The item (a) of the article 19 in the San Francisco Treaty does not mean that the country of Japan has given up the right of individual Japanese people to demand compensation for the damages from Truman or the country of the United States of America."

...

(Article 19(a) of the Treaty of Peace with Japan, signed in San Francisco on 8 September 1951, is quoted in the Union’s communication in the following terms:)

Article 19

(a) Japan waives all claims of Japan and its nationals against the Allied Powers and their nationals arising out of the war or out of actions taken because of the existence of a state of war, and waives all claims arising from the presence, operations or actions of forces or authorities of any of the Allied Powers in Japanese territory prior to the coming into force of the present Treaty.

2. Government Statement for the Siberian Internee Compensation Lawsuit (Final Judgement in 1989)

"3. Waiver of the Right to Damages Clause 6 item 2 under the Joint Declaration of Japan and Soviet

The plaintiff insist that Japan waived all claims to Soviet legally or in substance as a result of the Joint Declaration of Japan and Soviet. However, the right Japan waived under the Clause 6 item 2 are claims and the right of diplomatic protection the state of Japan had, but not the claims of individual Japanese people. When we say the right of diplomatic protection, it means the internationally acknowledged right of state to seek the responsibility of a foreign country for the damages Japanese people suffered in the foreign territory arising out of violation of the international laws on the side of such foreign country.

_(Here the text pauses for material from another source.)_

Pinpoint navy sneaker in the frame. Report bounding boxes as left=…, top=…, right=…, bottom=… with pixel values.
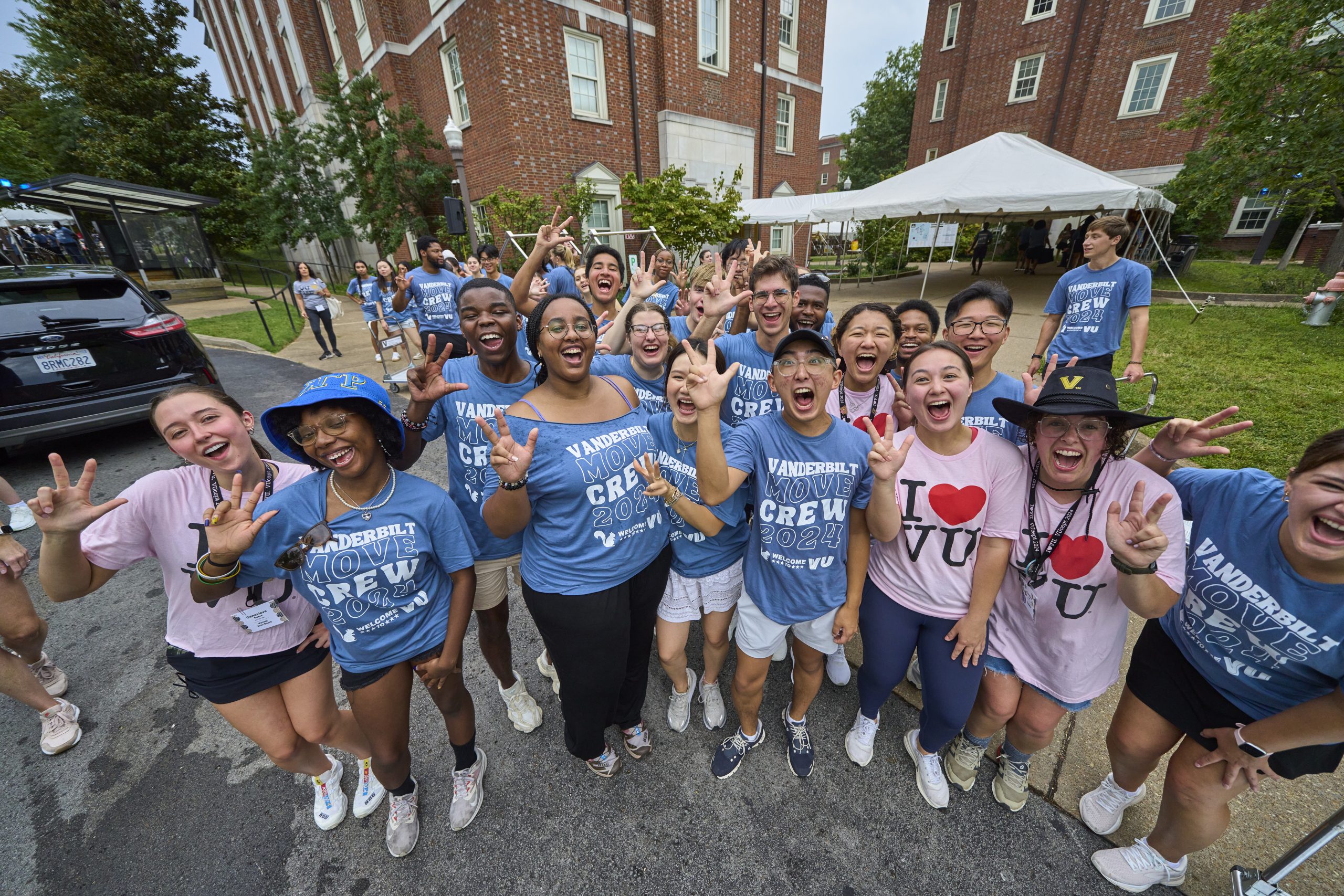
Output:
left=780, top=707, right=817, bottom=778
left=710, top=719, right=765, bottom=779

As stated before, Japan did not give up any right belonging to individual Japanese nationals under the Joint Declaration of Japan and Soviet."

In its communication of June 2001, the All Japan Shipbuilding and Engineering Union supplied further information and comments on the settlement reached in the Hanaoka court case, referred to by the Committee in point 12 of its previous observation.

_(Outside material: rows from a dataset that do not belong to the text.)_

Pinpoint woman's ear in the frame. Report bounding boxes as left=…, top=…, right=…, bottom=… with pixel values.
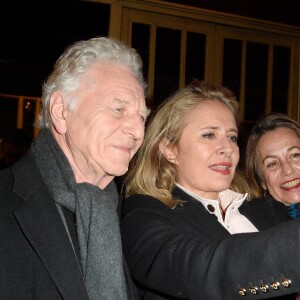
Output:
left=49, top=91, right=67, bottom=134
left=159, top=138, right=178, bottom=165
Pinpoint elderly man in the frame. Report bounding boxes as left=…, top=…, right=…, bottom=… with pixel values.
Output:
left=0, top=37, right=148, bottom=300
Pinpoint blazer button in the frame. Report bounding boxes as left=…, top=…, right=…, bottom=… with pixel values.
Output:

3. By letter dated 9 October 2001, the Government of Japan referred to its views concerning the communication dated 6 June 2001 of the All Japan Shipbuilding and Engineering Union in the following terms.

The Government of Japan is now making efforts to prepare its comments on the matters raised therein and wishes to express its intention to submit the comments to the ILO before the session of the Committee of Experts on the Application of Conventions and Recommendations to be held in 2002. This is due to the fact that more time is needed to allow the Government to gather sufficient informations on the basis of which it will examine the issue.

The Committee takes due note of these indications. In its previous observation, it had noted that there were still a number of claims by former prisoners and others pending in different instances, and in view of the age of the victims and the rapid passage of time, it had hoped that the Government would be able to respond to claims of these persons in a satisfactory way. One year later, the Committee hopes that the Government will be in a position to supply particulars to the Conference at its 90th Session in 2002, as regards both its comments on the matters raised in the communication of the All Japan Shipbuilding and Engineering Union, and action taken to respond to the claims of wartime "comfort women" and industrial forced labour.